Star & Sky magazine, and how things were nearly different!

Posted by David Eicher
on Monday, July 22, 2013

The unpublished story by Dave Eicher destined for Star & Sky magazine. // Credit: David J. Eicher
Most astronomy enthusiasts know about the two big magazines covering the hobby in the United States. Astronomy magazine, of which I’m the editor, is the largest (in the world!), with a circulation in print of 108,000 and an online readership of 380,000+ each month. With 62 percent our circulation, Sky & Telescope is second in size. But not all amateur astronomers know that years ago a third magazine also claimed the spare minutes of enthusiasts, and its name was Star & Sky. — it was much smaller in circulation.

In the late 1970s, Star & Sky seemed to be rollicking along and had found a niche for itself beside the two bigger titles. The magazine featured lots of coverage of amateur astronomy activities such as observing and astrophotography. Personalities in the community such as David Levy and others wrote monthly columns that were well received. At the time, I was publishing my really tiny journal Deep Sky Monthly and had gotten to know folks at the larger magazines. It was clear I wanted to go to work for one of them. At Astronomy, Richard Berry and Robert Burnham were friends through correspondence and at Sky & Telescope I’d gotten to know Dennis di Cicco and Norm Sperling.

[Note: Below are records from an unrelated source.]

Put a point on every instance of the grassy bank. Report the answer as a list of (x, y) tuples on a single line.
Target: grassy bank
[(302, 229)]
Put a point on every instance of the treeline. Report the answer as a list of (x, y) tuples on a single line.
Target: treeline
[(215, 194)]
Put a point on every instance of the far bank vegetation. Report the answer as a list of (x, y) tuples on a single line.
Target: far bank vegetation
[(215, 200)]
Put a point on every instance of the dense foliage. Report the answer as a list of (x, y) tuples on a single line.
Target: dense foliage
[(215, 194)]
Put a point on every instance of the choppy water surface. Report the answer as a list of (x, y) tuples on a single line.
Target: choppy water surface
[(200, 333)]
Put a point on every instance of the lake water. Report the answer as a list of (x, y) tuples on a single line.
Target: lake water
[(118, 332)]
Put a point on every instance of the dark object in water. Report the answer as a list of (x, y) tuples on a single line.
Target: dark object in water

In 1980, the folks at Star & Sky asked me to begin writing a column about deep-sky objects. I wrote the first one, “Winter’s Cosmic Bubbles,” submitted it, and received a typeset gallery to check when thunder struck.

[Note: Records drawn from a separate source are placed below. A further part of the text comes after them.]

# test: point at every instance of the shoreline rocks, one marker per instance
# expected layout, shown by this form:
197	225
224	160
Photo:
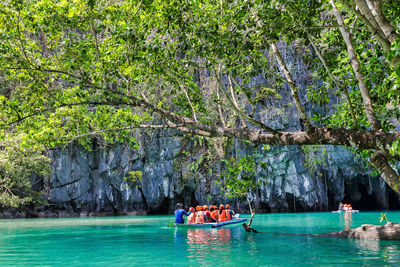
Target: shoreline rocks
389	231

Suddenly, the news rolled out that Star & Sky magazine was no more. This left the astronomy community furious because the decision to close followed a big months-long campaign in which the publishers offered discounts on multiyear subscriptions. And, amazingly, the story I heard from a variety of sources was something straight out of film noir. The publisher, so the story went, left his family near New York, disappeared with his secretary, and showed up somewhere in South America. And the money had apparently disappeared, too.

So I never wrote a published story in Star & Sky, and two years later I joined the staff of Astronomy, where I’ve been to this day. Sometimes truth really is stranger than fiction.